I was taking a moment to reflect on some earlier posts and I got stuck on one Leadership 101 and got to thinking I should expand a bit. I wrote the initial post after I had returned from my last deployment and re-entered the professional world. I saw people put in ‘management’ positions that had no idea how to manage people. They managed spreadsheets and emails but not their direct reports. Managers are responsible for many things. From adhering and implementing corporate policy all the way to measuring specific metrics on their group to show growth/revenue. But what many managers seem to forget is the human factor in all of this. That’s where being a leader comes in. If you lead the people in your group well, the other pieces fall into place fairly easily. It should NEVER be perceived a burden to manage the people that work for you. (Which is what I saw.) It should be seen as a challenge and a privileged.

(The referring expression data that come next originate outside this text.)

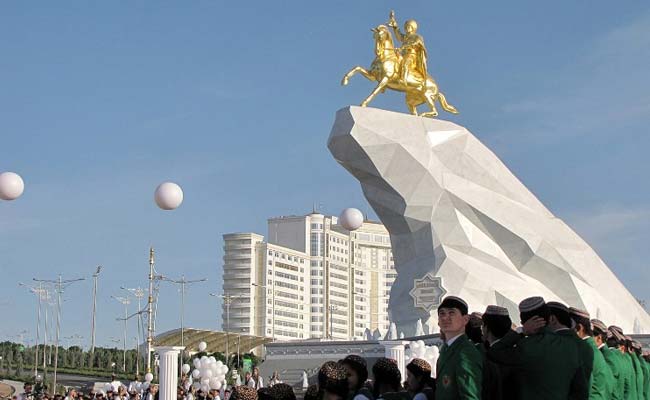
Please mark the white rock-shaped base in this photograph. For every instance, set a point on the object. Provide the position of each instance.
(454, 211)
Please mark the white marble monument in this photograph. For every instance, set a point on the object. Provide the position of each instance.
(461, 223)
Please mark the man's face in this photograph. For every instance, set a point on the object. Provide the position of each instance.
(451, 321)
(353, 378)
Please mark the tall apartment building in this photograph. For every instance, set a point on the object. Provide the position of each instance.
(310, 279)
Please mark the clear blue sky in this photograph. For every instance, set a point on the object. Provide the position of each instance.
(102, 101)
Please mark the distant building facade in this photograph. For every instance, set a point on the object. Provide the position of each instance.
(311, 278)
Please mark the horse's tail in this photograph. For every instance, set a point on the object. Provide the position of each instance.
(446, 106)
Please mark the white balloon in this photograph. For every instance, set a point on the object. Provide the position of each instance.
(11, 186)
(351, 219)
(213, 382)
(169, 196)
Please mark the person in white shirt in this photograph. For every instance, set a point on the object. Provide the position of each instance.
(275, 379)
(418, 378)
(257, 379)
(27, 392)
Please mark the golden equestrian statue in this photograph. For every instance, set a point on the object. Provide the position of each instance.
(402, 69)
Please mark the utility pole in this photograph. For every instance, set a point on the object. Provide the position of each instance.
(95, 276)
(38, 292)
(60, 285)
(138, 293)
(183, 283)
(125, 301)
(227, 300)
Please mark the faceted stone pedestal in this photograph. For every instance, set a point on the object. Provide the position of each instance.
(168, 371)
(461, 222)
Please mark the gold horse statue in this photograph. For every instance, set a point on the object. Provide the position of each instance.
(387, 70)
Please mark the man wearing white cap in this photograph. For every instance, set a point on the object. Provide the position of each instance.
(548, 364)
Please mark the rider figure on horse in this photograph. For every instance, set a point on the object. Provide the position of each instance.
(413, 69)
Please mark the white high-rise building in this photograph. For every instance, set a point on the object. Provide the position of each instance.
(311, 279)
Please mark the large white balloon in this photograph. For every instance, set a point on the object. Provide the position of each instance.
(169, 196)
(11, 186)
(351, 219)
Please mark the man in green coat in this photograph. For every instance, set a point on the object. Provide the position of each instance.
(460, 365)
(632, 347)
(600, 338)
(627, 374)
(548, 365)
(638, 352)
(501, 342)
(602, 382)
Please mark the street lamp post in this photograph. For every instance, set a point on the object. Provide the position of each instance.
(183, 283)
(60, 285)
(272, 307)
(227, 300)
(95, 278)
(38, 292)
(125, 301)
(138, 293)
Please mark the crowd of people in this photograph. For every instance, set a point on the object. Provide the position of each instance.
(557, 353)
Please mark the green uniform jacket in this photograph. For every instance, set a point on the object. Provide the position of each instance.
(584, 350)
(548, 367)
(646, 365)
(639, 374)
(633, 394)
(614, 364)
(505, 350)
(459, 371)
(602, 379)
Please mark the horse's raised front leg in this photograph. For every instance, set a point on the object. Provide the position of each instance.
(379, 88)
(359, 69)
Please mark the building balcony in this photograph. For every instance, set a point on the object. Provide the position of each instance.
(227, 284)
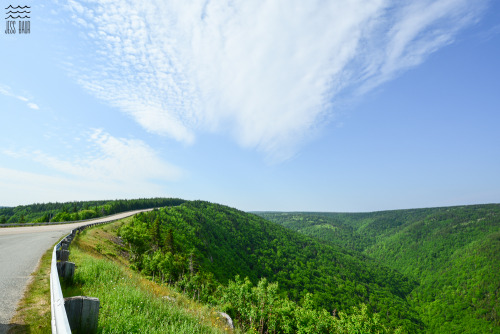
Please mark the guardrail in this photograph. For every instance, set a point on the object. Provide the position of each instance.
(59, 322)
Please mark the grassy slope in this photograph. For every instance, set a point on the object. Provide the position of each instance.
(438, 246)
(130, 303)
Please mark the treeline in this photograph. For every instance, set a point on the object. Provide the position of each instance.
(453, 252)
(201, 247)
(78, 210)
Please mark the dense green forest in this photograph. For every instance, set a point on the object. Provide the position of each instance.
(71, 211)
(453, 253)
(200, 246)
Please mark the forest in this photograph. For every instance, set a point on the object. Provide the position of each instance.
(453, 253)
(78, 210)
(433, 270)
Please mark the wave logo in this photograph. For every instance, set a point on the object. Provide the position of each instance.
(20, 13)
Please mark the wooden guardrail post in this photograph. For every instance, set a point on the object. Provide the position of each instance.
(83, 313)
(66, 270)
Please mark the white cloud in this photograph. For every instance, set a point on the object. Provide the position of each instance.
(27, 187)
(6, 91)
(33, 106)
(108, 167)
(268, 72)
(111, 159)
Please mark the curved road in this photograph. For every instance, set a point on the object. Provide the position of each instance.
(20, 250)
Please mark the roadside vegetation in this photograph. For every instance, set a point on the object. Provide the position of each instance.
(73, 211)
(33, 312)
(130, 303)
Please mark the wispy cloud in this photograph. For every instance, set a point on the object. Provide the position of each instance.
(6, 91)
(267, 72)
(103, 166)
(111, 159)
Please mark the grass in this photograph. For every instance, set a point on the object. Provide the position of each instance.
(33, 312)
(129, 302)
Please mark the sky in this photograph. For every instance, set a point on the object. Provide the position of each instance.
(336, 105)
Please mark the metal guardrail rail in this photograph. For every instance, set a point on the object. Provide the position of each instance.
(59, 320)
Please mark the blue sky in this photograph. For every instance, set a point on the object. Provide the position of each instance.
(334, 105)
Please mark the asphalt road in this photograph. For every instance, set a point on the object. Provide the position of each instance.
(20, 250)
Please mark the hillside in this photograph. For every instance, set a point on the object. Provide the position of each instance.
(453, 253)
(79, 210)
(199, 245)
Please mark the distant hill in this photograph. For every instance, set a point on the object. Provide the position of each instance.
(453, 252)
(216, 241)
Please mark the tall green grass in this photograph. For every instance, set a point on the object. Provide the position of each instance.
(128, 307)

I have been back for about 3 years now and have since moved around a little professionally. I’ve had the honor of experiencing great managers, true leaders to their people and experienced some not so great ones. Is this a matter of opinion? Sure, I guess, but when all of your staff can’t wait for you to get hit by a bus, is it their problem or the managers? I guess your answer to that question will place you in one of my two buckets.

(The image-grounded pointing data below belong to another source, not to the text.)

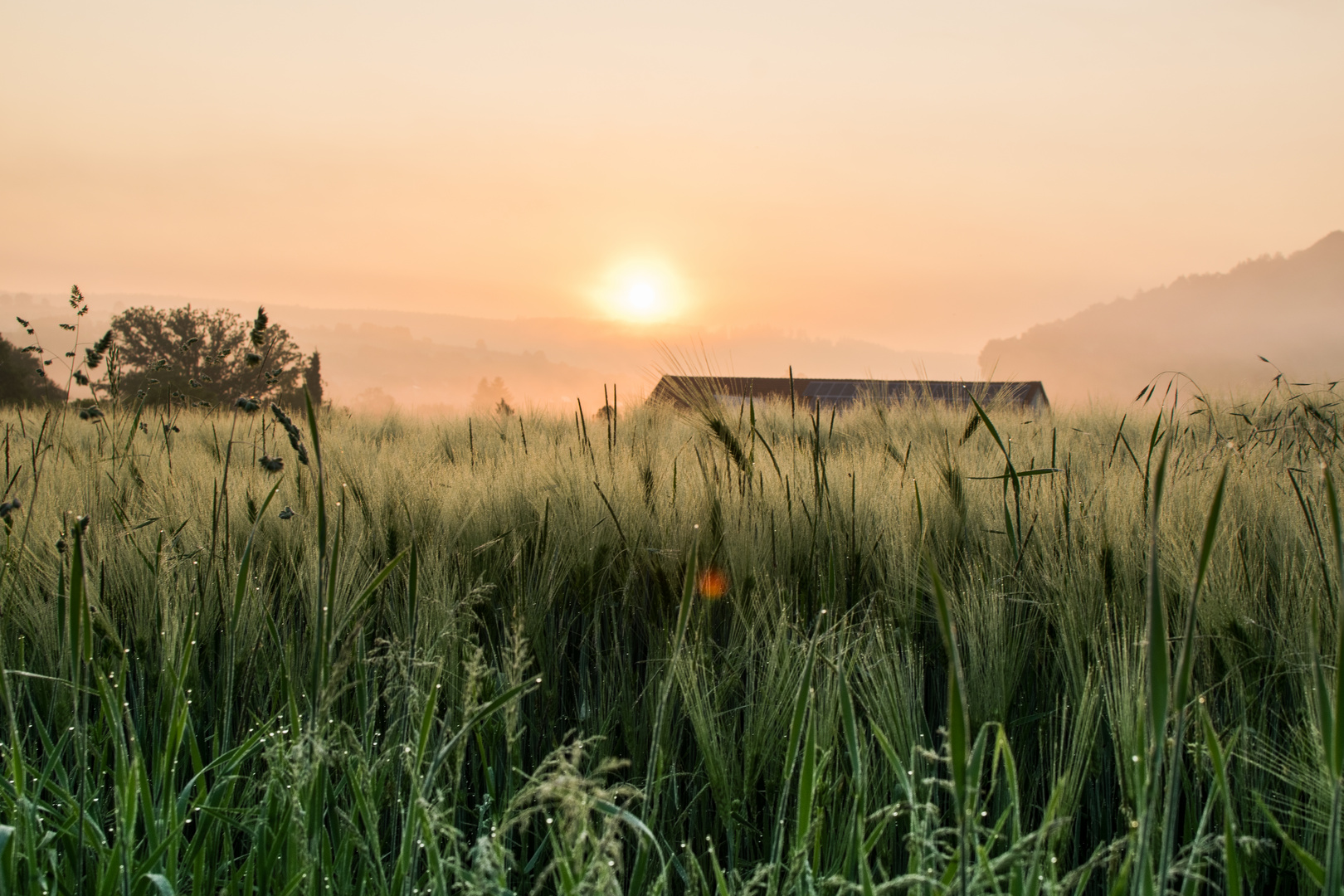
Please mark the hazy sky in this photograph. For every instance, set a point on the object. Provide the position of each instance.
(923, 175)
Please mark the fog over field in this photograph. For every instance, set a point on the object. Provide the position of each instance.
(1230, 332)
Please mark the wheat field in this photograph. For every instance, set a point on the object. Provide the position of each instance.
(758, 649)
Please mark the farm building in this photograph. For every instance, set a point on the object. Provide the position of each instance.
(813, 392)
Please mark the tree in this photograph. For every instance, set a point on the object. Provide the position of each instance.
(203, 359)
(23, 381)
(491, 398)
(314, 377)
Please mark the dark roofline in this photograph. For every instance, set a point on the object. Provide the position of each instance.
(682, 390)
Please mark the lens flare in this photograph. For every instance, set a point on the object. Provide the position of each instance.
(713, 583)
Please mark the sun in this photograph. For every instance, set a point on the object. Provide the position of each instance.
(641, 292)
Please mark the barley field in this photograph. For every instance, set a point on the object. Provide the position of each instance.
(761, 649)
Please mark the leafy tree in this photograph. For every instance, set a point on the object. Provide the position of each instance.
(23, 379)
(203, 359)
(314, 377)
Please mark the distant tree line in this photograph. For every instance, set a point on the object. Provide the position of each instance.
(183, 356)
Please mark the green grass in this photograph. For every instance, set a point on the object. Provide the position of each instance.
(962, 652)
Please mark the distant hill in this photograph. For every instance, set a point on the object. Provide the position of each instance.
(1213, 327)
(435, 363)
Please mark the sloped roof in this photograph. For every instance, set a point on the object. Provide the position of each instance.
(679, 390)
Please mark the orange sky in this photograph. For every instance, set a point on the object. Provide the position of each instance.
(921, 175)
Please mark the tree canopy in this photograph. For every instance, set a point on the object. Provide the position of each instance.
(203, 358)
(23, 379)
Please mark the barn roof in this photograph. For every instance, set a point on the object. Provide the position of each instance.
(679, 390)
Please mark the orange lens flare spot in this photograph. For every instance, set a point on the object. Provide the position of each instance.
(713, 583)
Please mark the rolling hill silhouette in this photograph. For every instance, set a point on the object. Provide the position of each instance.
(1211, 327)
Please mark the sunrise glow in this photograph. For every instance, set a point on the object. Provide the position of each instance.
(641, 292)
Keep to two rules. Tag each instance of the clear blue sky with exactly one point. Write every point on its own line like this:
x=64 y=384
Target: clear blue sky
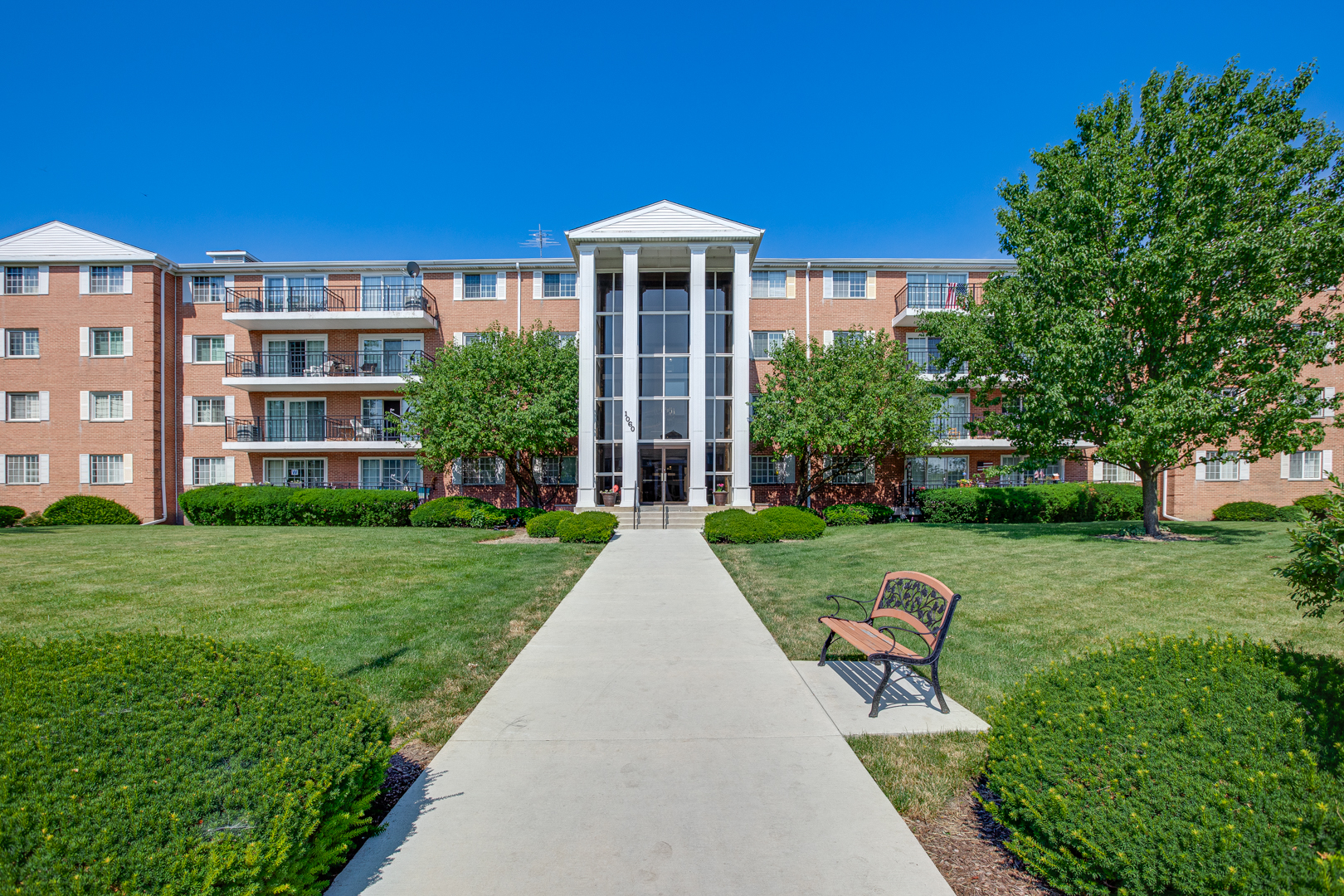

Now I know that people hate hearing about my military experience but I find myself deeply rooted in the lessons I learned growing through the ranks. From my lowly days as a Private E-1 to my time getting my Sergeant stripes overseas I took my responsibilities seriously. Again, I was not going to be nominated for NCO of the year or anything, but I did my duty of following orders and then learning to give them to the best of my ability. The Army has a great history of producing outstanding leaders and I had the opportunity to work for some of the great ones. Being a leader for a combat unit is really not different from leading a group of professionals in an office when you boil it down.
Maybe it’s a flaw to have extremely high standards of my leaders/managers. But I have high standards for myself and think the people above me should have the same. Maybe that will be my undoing, but then again it’s probably not a place I want to work if thats the case.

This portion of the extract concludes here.